The UPSTREAM O2 sensor is located in a tapped port on the EXHAUST MANIFOLD under the hood.

The DOWNSTREAM O2 sensor is located near the CATALYTIC CONVERTER under the vehicle.

Check this...

http://autorepair.about.com/library/faqs/bl441c.htm

The other similar problem I had was when my GC LE would run fine, run like crap... and then stop running at all... that turned out to be a crankshaft position sensor.

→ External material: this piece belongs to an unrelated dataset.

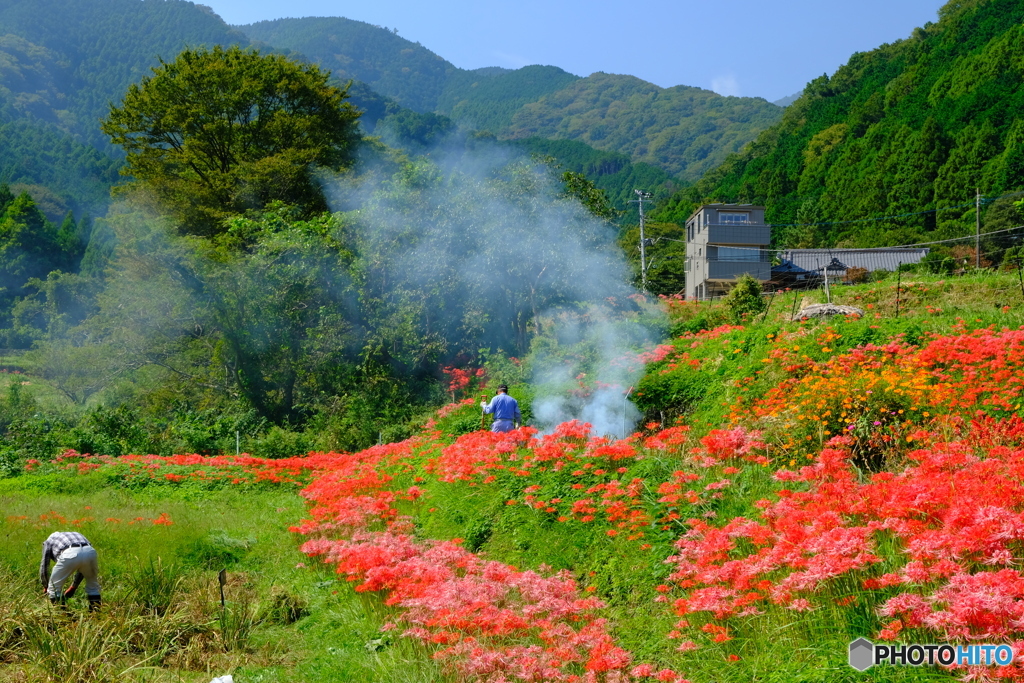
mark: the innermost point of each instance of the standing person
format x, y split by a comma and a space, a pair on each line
505, 409
71, 553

Just my :2cents: ... Good Luck!

jawss
01-22-2005, 08:32 PM
Hey man. I would say, check your cat. converter. If its plugged, your power will drop and even cause the motor to quit. Just unhook it before you go and buy a new one, and drive it. It will be loud but you should get an idea if its the problem. Or you could take it to a garage with the right diagnostic equipment, they can do an emmissions test to check the converter. As far as your guages quitting, I posted a thread earlier regarding them. I had to unhook my a/c and heater controls and they came back on. These are a problem in these vans. As soon as you unhook the two harnesses from the heater control unit, your guages may come back. IF... they do, it may solve your other problems too. Dodges are bad for electrical problems screwing up other things. Stupid computers! :mad: Good luck! Let me know how it goes.

GTP Dad
01-22-2005, 09:06 PM
Before changing the Cat. try changing the fuel pressure regulator. You have changed just about everything else and since the car revs when not in gear it appears that the FPR is not allowing enough fuel when the vehicle is under load. If the cat were bad it wouldn't rev when not in gear.

caravandrvr
01-24-2005, 09:31 AM
I would highly recommend checking the voltage to be sure there is not a problem with the alternator. Hook up a volt meter, start the car, turn on everything electrical and let it idle for 15-20minutes to see if the voltage drops over time. It's a free check (assuming you have a voltmeter or multi-tester available) and if this is the problem you could end up replacing a whole lot of parts and never fix it.

TurboDuck
01-25-2005, 09:01 PM
Hi guys. I had a similar problem with an '93 Caravan / 3.3. After replacing Coil Pack, Cam sensor, etc. I finally replaced the plug wires. That cured it. I noticed you didn't mention that in your replaced parts list...

Good Luck, Gary.

petwaitress
02-16-2005, 11:22 AM
I also have a 3.3 mines a 97 sport doing pretty much the same thing, Was just wondering if you were getting any muffled backfires when accelerating into overdrive also. Ok my bad you said popping. Did you ever really resolve the problem?

caravandrvr
02-18-2005, 10:08 PM
I also have a 3.3 mines a 97 sport doing pretty much the same thing, Was just wondering if you were getting any muffled backfires when accelerating into overdrive also. Ok my bad you said popping. Did you ever really resolve the problem?

One more time:

"I would highly recommend checking the voltage to be sure there is not a problem with the alternator. Hook up a volt meter, start the car, turn on everything electrical and let it idle for 15-20minutes to see if the voltage drops over time. It's a free check (assuming you have a voltmeter or multi-tester available) and if this is the problem you could end up replacing a whole lot of parts and never fix it."

Keep in mind these things are VERY voltage critical due to all the electronics. (dare I say over-engineered electronics?)

DancingCrow
06-08-2014, 12:14 PM
Change the DOWNstream O2 sensor. (The one AFTER the catalytic convertor.) Had the same problem, spent over $900 before I found the answer.